Untuk menjaga ketahanan pangan di masa pandemi ini, Dosen Food Science and Nutrition i3L, Widya Indriani mengungkapkan bahwa masyarakat perlu memahami terlebih dahulu definisi ketahanan pangan.
Berdasarkan World Food Summit (1996), ketahanan pangan terjadi saat semua orang, kapan saja, memiliki akses fisik dan ekonomi untuk memenuhi kebutuhan dan preferensi makanan yang aman dan bergizi dengan cukup untuk kehidupan yang sehat dan aktif. Hal ini dapat diidentifikasi dari empat indikator, yaitu ketersediaan pangan secara fisik (physical availability), akses secara ekonomi dan fisik untuk mendapatkan bahan pangan (economic and physical availability), pemanfaatan bahan pangan (food utilisation), dan stabilitas dari ketiga indikator tersebut.
Jika dilihat dari indikator tersebut, untuk menjaga ketahanan pangan, tidak cukup jika hanya menitikberatkan pada masyarakat atau pemerintah. Perlu ada sinergi dan usaha mulai dari tingkat individu, rumah tangga, masyarakat, sektor privat (perusahaan), dan pemerintahan sebagai pemangku kebijakan,” ungkap Widya dalam keterangan resmi, hari ini.

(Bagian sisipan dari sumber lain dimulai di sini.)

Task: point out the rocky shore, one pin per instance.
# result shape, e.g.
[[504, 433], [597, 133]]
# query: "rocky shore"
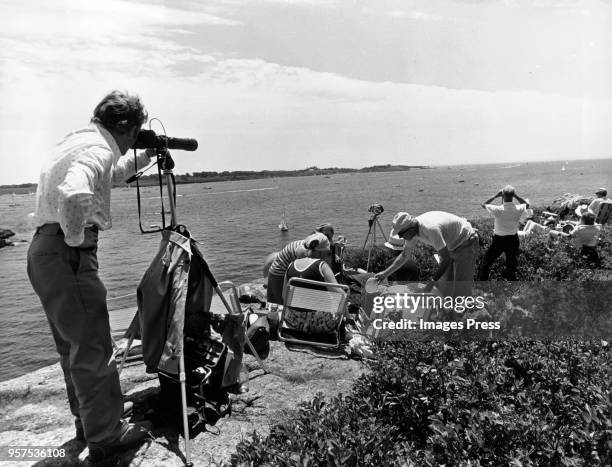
[[34, 409]]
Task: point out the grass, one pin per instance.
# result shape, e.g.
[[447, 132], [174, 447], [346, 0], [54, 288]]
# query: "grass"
[[514, 401]]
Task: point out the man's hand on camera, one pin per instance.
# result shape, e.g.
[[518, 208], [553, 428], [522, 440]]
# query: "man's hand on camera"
[[380, 276], [428, 287], [151, 152]]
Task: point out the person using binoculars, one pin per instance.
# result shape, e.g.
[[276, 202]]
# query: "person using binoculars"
[[72, 205]]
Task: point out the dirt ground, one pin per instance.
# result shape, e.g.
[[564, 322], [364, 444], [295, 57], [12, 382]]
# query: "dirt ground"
[[34, 409]]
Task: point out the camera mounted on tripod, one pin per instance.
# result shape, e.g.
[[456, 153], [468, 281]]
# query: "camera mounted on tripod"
[[376, 210], [149, 139]]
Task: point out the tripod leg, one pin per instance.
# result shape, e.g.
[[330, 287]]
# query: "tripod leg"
[[381, 230], [367, 236], [372, 243]]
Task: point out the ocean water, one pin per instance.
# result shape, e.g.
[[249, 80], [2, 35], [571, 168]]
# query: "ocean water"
[[237, 225]]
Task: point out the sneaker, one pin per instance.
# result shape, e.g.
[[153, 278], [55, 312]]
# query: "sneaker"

Dalam hal ini, Indonesia dapat mengadopsi sistem pertanian Selandia Baru, terutama untuk komoditas lokal yang diklaim sukses dapat menjaga ketahanan pangan negara tersebut. Diantaranya memberikan insentif bagi petani untuk meningkatkan produksi pangan serta memanfaatkan dana desa melalui program padat karya, juga menggencarkan gerakan beli hasil pangan petani lokal.
Relokasi APBD pun dapat dilakukan untuk memitigasi risiko penurunan ketahanan pangan. Selain itu, pemanfaatan lahan pekarangan dan strategi urban farming yang sedang marak dilakukan masyarakat sejak mereka harus stay at home perlu lebih digencarkan kembali karena bisa menjadi salah satu solusi pangan mandiri keluarga. Misalnya, dengan membudidayakan sayuran dengan masa panen singkat seperti bayam merah dan kangkung yang bisa dipanen dalam kurun waktu tiga minggu.